Most, most of all when comes the Spring, Again to lay (as now) Her hand benign and quickening On meadow, hill and bough, Should speed's enchantment lose its power, For "None who would exceed [The Mother speaks] a mile an hour, My heart aright can read."

The turnpike from the car to fling, As from a yacht the sea, Is doubtless as inspiriting As aught on land can be; I grant the glory, the romance, But look behind the veil-- Suppose that while the motor pants You miss the nightingale!

[Sidenote: ALCISTON]

To return to Alfriston, there are two brief excursions (possible in the vehicles that are glanced at in the foregoing verses) which ought to be described here: to Alciston and to Wilmington. Alciston is a little hamlet under the east slope of Firle Beacon, practically no more than a farm house, a church, and dependant cottages. It is on a road that leads only to itself and "to the Hill" (as the sign-boards say hereabout); it is perhaps as nearly forgotten as any village in the county; and yet I know of no village with more unobtrusive charm. The church, which has no vicar of its own, being served from Selmeston, a mile away, stands high amid its graves, the whole churchyard having been heaped up and ramparted much as a castle is. In the hollow to the west of the church is part of the farmyard: a pond, a vast barn with one of the noblest red roofs in these parts, and the ruins of a stone pigeon house of great age and solidity, buttressed and built as if for a siege, in curious contrast to the gentle, pretty purpose for which it was intended. Between the church and the hill, and almost adjoining it, is the farmhouse, where the church keys are kept--a relic of Alciston Grange (once the property of Battle Abbey)--with odds and ends of its past life still visible, and a flourishing fig-tree at the back, heavy with fruit when I saw it under a September sun. The front of the house looks due east, across a valley of corn, to Berwick church, on a corresponding mound, and beyond Berwick to the Downs above Wilmington. And at the foot of the garden, on the top of the grey wall above the moat, is a long, narrow terrace of turf, commanding this eastern view--a terrace meet for Benedick and Beatrice to pace, exchanging raillery.

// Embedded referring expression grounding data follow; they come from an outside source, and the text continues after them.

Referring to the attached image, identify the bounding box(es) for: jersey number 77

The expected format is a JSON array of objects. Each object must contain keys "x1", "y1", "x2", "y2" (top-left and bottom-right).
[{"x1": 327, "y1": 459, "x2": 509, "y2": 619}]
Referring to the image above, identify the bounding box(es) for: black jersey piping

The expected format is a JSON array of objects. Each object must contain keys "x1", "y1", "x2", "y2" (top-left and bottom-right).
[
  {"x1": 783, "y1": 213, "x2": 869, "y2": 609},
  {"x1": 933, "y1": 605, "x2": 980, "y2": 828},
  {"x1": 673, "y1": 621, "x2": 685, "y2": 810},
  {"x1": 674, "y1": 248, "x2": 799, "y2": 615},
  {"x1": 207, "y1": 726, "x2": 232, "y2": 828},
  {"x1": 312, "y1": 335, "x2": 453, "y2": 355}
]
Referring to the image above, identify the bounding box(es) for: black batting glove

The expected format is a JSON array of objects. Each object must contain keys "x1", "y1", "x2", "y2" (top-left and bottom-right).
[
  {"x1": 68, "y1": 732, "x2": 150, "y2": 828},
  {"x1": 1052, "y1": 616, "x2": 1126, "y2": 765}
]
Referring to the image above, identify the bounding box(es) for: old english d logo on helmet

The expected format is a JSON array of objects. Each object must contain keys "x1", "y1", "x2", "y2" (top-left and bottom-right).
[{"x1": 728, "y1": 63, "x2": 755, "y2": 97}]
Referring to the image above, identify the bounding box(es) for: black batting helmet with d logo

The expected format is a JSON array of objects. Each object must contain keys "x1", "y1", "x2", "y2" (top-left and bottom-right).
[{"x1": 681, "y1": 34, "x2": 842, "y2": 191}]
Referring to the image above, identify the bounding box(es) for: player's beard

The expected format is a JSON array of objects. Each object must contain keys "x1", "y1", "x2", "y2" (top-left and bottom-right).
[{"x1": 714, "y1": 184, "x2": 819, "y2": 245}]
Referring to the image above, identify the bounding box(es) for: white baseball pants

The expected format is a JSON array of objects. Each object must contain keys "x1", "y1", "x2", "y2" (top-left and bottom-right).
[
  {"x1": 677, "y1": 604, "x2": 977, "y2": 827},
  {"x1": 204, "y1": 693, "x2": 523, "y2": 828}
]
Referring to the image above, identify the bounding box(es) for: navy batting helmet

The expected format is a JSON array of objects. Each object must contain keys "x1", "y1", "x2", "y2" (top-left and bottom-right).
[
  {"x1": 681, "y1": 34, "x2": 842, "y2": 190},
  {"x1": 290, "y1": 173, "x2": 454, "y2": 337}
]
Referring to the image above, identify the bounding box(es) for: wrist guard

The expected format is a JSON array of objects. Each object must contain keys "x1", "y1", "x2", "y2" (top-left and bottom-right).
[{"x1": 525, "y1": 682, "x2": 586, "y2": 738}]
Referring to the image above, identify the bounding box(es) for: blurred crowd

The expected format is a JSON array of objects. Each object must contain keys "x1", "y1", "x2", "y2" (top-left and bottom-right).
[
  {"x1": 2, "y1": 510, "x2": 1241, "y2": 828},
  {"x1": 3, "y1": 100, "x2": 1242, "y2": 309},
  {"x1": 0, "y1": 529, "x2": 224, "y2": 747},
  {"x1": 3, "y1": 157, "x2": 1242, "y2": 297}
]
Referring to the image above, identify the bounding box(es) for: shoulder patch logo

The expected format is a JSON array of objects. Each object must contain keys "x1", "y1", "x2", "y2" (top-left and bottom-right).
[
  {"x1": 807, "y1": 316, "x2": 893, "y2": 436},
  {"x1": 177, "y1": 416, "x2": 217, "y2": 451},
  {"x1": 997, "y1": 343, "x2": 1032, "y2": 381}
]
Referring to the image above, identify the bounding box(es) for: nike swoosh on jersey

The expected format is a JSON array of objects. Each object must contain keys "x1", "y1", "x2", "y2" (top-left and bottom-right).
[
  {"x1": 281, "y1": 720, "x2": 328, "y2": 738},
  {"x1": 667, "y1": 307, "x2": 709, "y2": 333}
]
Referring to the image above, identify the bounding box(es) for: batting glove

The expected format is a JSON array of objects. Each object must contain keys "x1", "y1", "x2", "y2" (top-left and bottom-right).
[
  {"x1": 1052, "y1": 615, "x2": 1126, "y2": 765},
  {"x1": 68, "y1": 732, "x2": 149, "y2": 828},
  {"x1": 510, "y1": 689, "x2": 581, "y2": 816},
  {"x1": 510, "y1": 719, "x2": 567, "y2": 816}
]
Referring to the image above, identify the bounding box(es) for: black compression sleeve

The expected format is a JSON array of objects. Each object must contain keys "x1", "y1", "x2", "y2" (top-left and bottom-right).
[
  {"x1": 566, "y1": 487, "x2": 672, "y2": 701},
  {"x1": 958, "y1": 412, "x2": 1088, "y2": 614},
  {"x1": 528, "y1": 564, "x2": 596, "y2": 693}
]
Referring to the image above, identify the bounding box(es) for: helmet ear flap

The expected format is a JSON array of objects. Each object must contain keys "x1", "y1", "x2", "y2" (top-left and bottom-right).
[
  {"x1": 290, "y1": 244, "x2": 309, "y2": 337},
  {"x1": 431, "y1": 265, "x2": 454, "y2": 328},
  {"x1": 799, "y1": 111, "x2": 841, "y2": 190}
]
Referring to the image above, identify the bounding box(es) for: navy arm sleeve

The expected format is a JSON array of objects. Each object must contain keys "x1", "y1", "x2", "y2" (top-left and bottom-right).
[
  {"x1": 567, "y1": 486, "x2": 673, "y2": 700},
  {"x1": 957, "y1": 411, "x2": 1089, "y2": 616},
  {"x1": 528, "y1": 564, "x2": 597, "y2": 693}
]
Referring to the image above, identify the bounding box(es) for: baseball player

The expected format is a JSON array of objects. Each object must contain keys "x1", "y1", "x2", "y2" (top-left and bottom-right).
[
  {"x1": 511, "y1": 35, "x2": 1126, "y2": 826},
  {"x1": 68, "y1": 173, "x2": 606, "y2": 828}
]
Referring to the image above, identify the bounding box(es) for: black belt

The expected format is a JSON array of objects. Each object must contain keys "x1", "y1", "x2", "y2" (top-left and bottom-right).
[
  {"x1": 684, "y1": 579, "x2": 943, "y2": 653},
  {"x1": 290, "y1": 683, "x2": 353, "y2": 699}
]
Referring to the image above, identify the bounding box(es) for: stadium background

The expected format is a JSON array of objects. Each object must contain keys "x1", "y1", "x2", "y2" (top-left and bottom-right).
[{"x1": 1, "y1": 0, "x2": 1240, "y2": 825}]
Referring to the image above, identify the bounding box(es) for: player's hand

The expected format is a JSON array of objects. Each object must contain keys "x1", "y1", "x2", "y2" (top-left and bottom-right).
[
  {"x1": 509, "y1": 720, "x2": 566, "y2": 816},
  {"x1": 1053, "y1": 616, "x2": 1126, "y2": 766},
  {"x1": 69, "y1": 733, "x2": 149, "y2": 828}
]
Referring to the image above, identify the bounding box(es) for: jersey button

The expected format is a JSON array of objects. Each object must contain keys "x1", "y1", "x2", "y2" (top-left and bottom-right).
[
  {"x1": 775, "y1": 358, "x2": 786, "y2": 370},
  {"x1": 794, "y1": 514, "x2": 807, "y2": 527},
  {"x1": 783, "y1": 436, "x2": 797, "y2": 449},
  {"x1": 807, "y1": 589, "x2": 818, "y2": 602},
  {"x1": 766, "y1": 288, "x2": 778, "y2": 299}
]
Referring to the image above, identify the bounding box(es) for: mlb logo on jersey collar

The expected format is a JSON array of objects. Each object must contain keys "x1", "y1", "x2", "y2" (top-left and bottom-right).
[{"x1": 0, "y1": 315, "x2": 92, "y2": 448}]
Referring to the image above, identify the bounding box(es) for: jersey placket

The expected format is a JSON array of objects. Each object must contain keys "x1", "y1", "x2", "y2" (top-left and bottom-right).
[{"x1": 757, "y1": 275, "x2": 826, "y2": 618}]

In Berwick church, by the way, is a memorial to George Hall, a former rector, of whom it is said that his name "speaks all learning humane and divine," and that his memory is "precious both to the Muses and the Graces." The Reverend George Hall's works seem, however, to have vanished.

[Sidenote: THE LONG MAN]

Wilmington, north-east of Alfriston, occupies a corresponding position to that of Alciston in the north-west; but having a "lion" in the shape of the Long Man it has lost its virginal bloom. Wilmington is providing tea and ginger beer while Alciston nurses its unsullied inaccessibility. The Long Man is a rude figure cut in the turf by the monks of the Benedictine priory that once flourished here, the ruins of which are now incorporated (like Alciston Grange) in a farm house on the east of the village. At least, it is thought by some antiquaries that the effigy is the work of the monks; others pronounce it druidical. The most alluring of several theories, indeed, would have the figure to represent Pol or Balder, the Sun God, pushing aside the doors of darkness--Polegate (or Bolsgate) near by being brought in as evidence.